Help pleaseee MEDAL! <3

Answer 1

k

Answer 2

ok

Answer 3

whats up?

Answer 4

1. solve the system of equations.
y=2x^2-3
y=3x-1 (1 point)
A. no solution
B. (-1/2,5)(2,-5/2)
C. (-1/2,-5/2)(2,5)
D. (1/2,5/2)(2,5)

Answer 5

@Marco,Phillip

Answer 6

2. How many real number solutions are there to the equation 0=-3x^2+x-4
A. 0
B. 1
C. 2
D. 3

Answer 7

it'd be better if you post only one question at a time :)

Answer 8

3. Solve the equation by completing the square.
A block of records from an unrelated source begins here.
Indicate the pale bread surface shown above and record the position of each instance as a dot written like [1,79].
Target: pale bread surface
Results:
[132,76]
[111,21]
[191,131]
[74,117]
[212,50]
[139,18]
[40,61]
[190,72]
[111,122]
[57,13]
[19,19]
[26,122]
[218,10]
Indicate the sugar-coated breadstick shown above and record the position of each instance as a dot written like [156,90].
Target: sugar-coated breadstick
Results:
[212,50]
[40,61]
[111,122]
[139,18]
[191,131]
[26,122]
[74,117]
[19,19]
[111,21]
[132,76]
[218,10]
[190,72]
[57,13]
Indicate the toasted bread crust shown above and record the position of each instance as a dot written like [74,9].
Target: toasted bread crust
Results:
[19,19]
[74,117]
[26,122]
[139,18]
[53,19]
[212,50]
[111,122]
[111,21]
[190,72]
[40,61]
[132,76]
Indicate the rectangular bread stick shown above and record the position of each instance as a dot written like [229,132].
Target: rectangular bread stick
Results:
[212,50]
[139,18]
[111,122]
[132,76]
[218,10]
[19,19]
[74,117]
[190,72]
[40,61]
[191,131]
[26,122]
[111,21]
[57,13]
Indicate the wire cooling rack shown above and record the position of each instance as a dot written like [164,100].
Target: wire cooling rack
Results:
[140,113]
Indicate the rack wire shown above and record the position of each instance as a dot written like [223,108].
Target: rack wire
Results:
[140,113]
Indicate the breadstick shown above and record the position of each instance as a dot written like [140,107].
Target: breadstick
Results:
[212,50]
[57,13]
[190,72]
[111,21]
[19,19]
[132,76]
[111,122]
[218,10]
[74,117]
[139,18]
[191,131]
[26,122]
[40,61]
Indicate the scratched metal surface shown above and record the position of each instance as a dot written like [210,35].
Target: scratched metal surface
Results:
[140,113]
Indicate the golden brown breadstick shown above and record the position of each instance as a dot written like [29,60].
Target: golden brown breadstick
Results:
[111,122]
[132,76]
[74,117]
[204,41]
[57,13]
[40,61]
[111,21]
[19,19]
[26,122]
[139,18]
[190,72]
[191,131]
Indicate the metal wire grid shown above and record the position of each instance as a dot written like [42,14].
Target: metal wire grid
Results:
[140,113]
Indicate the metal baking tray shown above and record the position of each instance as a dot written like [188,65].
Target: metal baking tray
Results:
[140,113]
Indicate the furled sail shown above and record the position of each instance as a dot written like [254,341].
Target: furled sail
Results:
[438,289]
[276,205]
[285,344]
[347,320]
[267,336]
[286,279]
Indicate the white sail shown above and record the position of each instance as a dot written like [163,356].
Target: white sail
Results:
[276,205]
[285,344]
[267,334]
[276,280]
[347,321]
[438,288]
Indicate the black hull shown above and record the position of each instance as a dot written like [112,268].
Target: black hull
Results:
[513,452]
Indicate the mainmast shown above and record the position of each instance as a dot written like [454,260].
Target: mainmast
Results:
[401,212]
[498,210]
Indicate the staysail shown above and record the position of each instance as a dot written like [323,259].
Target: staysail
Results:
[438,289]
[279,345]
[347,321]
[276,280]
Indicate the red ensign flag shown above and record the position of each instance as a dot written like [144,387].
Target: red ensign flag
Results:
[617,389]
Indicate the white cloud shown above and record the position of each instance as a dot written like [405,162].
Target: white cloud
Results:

If necessary, round to the nearest hundredth. x^2-18x=19
A. 1;19
B.-1;19
C.3;6
D.-3;1

Answer 9

lets start with 1.
y=2x^2-3
y= 3x-1
so,

2x^2-3 = 3x-1
this is a simple quadratic equation.
do you know how to solve quadratics ?

Answer 10

ohh okay, ill just wait until those get answered to put the last few :) thanks for all of the help and please dont just put the letter id really love it if you could explain to me how to get the answer, this stuff confuses me >.<

Answer 11

Sorta

Answer 12

so can you try to solve
2x^2-3 = 3x-1
?
try it, if you get stuck, i am here :)

Answer 13

so either im really confused or the answer is no solution for #1, anyone know if im correct?

Answer 14

and number 2 is 2 solutions? anyone out there to tell me if im getting these right?

Answer 15

let me give you a headstart,
2x^2 -3x-2=0

2 numbers with sum =-3 and product=-4 are .???

sorry, I keep on losing the internet connection :(

Answer 16

\(2x^2 -3x-2=0 \\ 2x^2-4x+x-2=0 \\ 2x(x-2) +1(x-2) = 0\)

can you try to continue?
factor out x-2 from on the left side.